SOURCE : Conseil d’Etat, 26 avril 2018, n°417809, n°418030, n°418031, n°418032 et n°418033
Dans un article publié le 23 janvier 2018[1], nous vous écrivions, conformément à la doctrine administrative en vigueur, que les gains tirés de la vente de Bitcoins étaient soumis à l’impôt sur le revenu soit dans la catégorie des bénéfices non commerciaux (lorsqu’ils correspondent à une activité occasionnelle), soit dans la catégorie des bénéfices industriels et commerciaux (lorsqu’ils correspondent à une activité habituelle).
Plusieurs requérants ont demandé au Conseil d’Etat d’annuler ces commentaires pour excès de pouvoir. Le Conseil d’Etat fait partiellement droit à leur recours.
Rappel des faits et de la procédure
Par des commentaires administratifs, l’administration fiscale précise les modalités d’imposition des gains tirés par des particuliers lors de la cession d’unités de Bitcoin. Ces commentaires précisent que les gains sont imposables, quelle que soit la nature des biens ou valeurs contre lesquelles ces unités de Bitcoin sont échangées.
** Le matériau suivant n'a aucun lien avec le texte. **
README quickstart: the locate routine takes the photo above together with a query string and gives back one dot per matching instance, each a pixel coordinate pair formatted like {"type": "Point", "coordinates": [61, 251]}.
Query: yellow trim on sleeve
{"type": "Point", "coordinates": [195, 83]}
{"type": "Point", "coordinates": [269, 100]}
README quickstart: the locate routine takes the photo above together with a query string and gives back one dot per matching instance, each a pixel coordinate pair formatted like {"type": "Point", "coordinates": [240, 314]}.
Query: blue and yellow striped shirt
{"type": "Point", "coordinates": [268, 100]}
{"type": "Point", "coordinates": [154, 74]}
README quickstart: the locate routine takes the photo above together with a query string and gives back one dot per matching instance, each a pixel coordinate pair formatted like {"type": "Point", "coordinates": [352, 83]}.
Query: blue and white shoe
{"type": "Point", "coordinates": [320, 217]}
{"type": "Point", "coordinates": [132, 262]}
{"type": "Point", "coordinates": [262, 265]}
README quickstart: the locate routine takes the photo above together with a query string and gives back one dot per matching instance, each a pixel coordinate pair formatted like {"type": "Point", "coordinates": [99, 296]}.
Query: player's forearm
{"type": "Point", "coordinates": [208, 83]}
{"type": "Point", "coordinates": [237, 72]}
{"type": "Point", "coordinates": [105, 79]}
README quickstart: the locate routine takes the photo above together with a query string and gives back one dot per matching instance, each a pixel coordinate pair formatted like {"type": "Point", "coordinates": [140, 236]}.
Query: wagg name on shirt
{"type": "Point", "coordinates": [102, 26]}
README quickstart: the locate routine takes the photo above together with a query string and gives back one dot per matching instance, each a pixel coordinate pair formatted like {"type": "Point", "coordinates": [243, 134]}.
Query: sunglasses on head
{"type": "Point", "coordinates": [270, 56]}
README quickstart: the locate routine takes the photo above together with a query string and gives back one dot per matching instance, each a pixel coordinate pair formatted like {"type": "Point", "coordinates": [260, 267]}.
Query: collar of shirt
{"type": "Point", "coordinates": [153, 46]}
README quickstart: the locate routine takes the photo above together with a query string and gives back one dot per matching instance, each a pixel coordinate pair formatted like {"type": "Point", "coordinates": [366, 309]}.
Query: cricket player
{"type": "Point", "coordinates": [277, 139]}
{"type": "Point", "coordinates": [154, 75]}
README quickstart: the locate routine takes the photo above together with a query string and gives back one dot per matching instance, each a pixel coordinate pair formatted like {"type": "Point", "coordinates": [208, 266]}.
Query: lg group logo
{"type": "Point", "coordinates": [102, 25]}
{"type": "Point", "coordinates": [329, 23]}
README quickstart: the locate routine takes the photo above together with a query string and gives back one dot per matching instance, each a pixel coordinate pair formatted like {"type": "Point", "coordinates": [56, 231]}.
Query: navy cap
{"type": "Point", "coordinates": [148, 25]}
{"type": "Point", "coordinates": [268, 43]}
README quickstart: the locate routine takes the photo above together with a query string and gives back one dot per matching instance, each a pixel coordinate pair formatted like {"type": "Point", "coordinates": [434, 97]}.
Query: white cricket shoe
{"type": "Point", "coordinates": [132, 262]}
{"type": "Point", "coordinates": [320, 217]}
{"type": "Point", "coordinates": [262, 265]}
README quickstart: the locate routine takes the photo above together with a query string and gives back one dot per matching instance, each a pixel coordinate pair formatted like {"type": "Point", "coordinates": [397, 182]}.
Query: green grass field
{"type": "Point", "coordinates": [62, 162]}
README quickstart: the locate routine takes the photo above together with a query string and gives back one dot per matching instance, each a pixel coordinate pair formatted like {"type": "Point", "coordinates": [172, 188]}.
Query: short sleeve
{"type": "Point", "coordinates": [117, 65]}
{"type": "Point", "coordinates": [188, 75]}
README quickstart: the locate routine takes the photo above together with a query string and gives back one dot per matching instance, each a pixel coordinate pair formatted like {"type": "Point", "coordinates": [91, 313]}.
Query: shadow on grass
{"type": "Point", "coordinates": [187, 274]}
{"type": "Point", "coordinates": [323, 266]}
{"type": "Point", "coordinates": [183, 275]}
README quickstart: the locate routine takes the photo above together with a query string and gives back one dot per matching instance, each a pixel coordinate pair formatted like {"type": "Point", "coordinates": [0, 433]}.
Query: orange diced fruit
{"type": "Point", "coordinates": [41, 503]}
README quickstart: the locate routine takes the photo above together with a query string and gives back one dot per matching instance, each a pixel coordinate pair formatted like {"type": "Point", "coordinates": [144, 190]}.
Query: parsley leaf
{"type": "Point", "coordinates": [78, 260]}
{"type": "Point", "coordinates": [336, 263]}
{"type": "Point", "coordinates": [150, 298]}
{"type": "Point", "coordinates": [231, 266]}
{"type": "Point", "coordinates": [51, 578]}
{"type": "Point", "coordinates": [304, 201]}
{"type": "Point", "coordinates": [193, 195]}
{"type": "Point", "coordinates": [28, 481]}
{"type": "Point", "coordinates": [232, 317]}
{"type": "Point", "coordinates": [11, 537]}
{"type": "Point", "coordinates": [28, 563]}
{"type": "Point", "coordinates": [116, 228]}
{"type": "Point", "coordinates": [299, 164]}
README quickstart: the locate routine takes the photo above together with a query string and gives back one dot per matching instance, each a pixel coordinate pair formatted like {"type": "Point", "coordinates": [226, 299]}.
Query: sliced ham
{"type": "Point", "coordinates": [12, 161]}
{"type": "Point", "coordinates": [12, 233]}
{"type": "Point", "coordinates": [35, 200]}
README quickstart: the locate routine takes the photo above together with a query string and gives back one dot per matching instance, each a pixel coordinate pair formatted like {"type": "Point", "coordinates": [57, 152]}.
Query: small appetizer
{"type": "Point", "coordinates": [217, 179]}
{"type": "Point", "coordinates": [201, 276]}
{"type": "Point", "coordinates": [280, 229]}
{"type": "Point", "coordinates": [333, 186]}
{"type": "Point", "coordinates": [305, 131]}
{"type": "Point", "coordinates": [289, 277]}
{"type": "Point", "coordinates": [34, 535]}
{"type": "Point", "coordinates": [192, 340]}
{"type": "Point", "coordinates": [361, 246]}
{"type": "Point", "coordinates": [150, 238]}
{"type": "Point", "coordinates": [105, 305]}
L’activité d’achat-revente d’unités de Bitcoin exercée à titre habituel et pour son propre compte constitue une activité commerciale par nature dont les revenus sont donc à déclarer dans la catégorie des bénéfices industriels et commerciaux ; alors que les produits tirés de cette activité à titre occasionnel sont des revenus relevant de l’article 92 du Code Général des Impôts imposables dans la catégorie des bénéficies non commerciaux.
Les requérants soutenaient en l’espèce que les gains tirés de la cession d’unités de Bitcoin relèvent du régime d’imposition des plus-values de biens meubles défini par l’article 150 UA du Code Général des Impôts.
La décision rendue par le Conseil d’Etat
Le Conseil d’Etat rappel tout d’abord qu’aux termes de l’article 516 du Code Civil[2], les unités de Bitcoin ont la nature de biens meubles incorporels et qu’ainsi, les profits tirés de leur cession par des particuliers relèvent en principe du régime des plus-values de cession de biens meubles de l’article 150 UA du CGI.
Ce régime d’imposition est bien plus favorable que le régime d’imposition dans la catégorie des BNC ou des BIC, c’est-à-dire au barème progressif de l’impôt sur le revenu. En effet, selon ce régime, les gains étaient susceptibles d’être fiscalisés au taux marginal de 45%, auquel s’ajoutaient les prélèvements sociaux ainsi qu’éventuellement, la contribution exceptionnelle sur les hauts revenus.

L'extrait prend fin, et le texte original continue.